Me devoré este libro, y quedé con ganas de leer más de la autora.
Leo a Marina Closs por primera vez con esta novela y, si su calidad narrativa es igual en todas sus publicaciones, pues quiero leer todo de ella 🔥🔥🔥
Monchi Mesa es un hombre que vive en una zona rural argentina. Tiene una vida aparentemente tranquila (no llega a contarnos sus posibles tragedias del pasado, algunas dr las cuales igual intuimos) hasta que ocurre un evento que cambia todo el rumbo de la trama. Tanto lo cambia que se vuelve necesario que él deje de ser el narrador y escuchemos el relato a partir de otras voces... esperando a ver si se resuelve el misterio o no.
Esta es una novela en la que se nos cuenta una historia desde tres perspectivas diferentes, riquísimas cada una a su manera. Pocas veces como esta me he conectado con casi todos los personajes, pero el personaje de Monchi Mesa se llevó mi corazón ❤️🔥
Closs vuelve a trabajar con una estructura triádica, al igual que en Tres truenos, solo que esto es una novela y lo que aparecen son tres puntos de vista diferentes sobre la misma historia. Incluso repite el procedimiento de presentar formalmente al narrador que introduce la historia. ‘Monchi mesa’ fue el capítulo que más me gustó, y me costó abandonar ese mundo. ‘Jorge’ fue el que menos. Había algo en el trabajo del lenguaje que parecía un poco forzado. Me interesa mucho cómo trabaja con Lo Otro. Cómo superpone la mirada y configuración mental del campo con el mundo del pueblo, a través de Monchi. Me gusta también cómo aborda tangencial y sutilmente el mundo del trabajo. No es tan Bueno como Tres Truenos pero quiero leer todo lo que escriba.
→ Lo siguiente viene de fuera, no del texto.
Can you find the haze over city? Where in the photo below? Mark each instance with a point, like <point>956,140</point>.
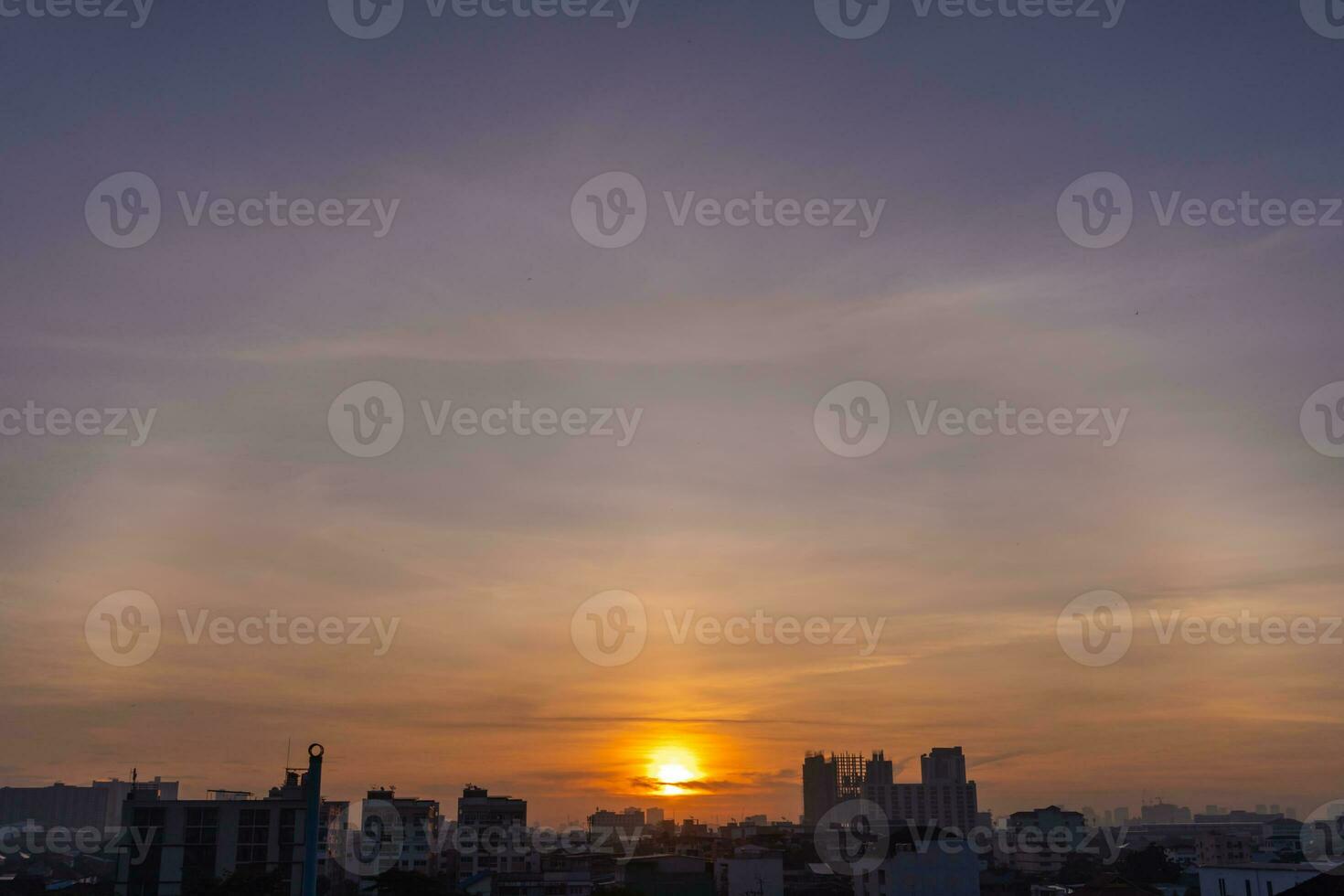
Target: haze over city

Un relato atrapante desde el primer momento que uno comienza a leerlo. Una historia tan del interior del país que quienes venimos de ahí podemos identificarnos muchísimo. La historia de un sereno, Monchi Mesa, que ante un hecho terrible que sucede a metros de él, empieza a ver personajes e historias en la noche que lo hacen plantearse cosas. Todo lo que viene después es sorprendente y más atrapante aún. Aunque me gusta que no se le dé todo digerido al lector, creo que quedaron algunos datos inconclusos que era importante saber. Es un libro que se disfruta muchísimo.
Empieza tan bien esta novela que es una pena que termine así. La tercera parte sobra por completo. ¿Le pedirán a lxs escritorxs que rellenen un poquito más para que no se vean tan chiquitas las novelas? En la primera parte habla Monchi Mesa de su vida y su caballo. En la segunda hablan las gemelas de ellas mismas. Y en la tercera habla Jorge. Ahora que lo pienso, quizás no funciona porque Jorge habla solo, no tiene un otrx al cual dirigirse, su relato se autofagocita. En resumen: le faltó amor.
Una novela que relata una travesura desde las distintas experiencias de los tres (cuatro) protagonistas. La narración de la autora logra que el lector se envuelva en las vivencias de los personajes, añadiendo pinceladas de humor.
Es lo primero que leo de la autora. Tiene una forma particular de narrar, que creo que es lo que le da potencia a la historia. Pero me parece que la última parte, la de Jorge, sobra. La sentí muy repetitiva y que no suma nada.
Un mundo lleno de simpleza atravesado por una oscuridad surrealista. Monchi Mesa es uno de los libros que cambia de color el pensamiento. Te presenta un contexto apacible y va dejando aparecer un lenguaje cargado que va construyendo un universo caótico y hermoso.
En un principio me costó engancharme con la historia de Monchi Mesa. Con un lenguaje claro y sencillo Marina Closs te relata la historia tragicomica de como los personajes del libro se entrecruzan.
Me pareció una lectura llevadera y entretenida. Cada uno de los puntos de vista en las que se divide la narración hizo crecer en mí un sentimiento de intriga e incomodidad que no me permitió soltar el libro hasta terminarlo.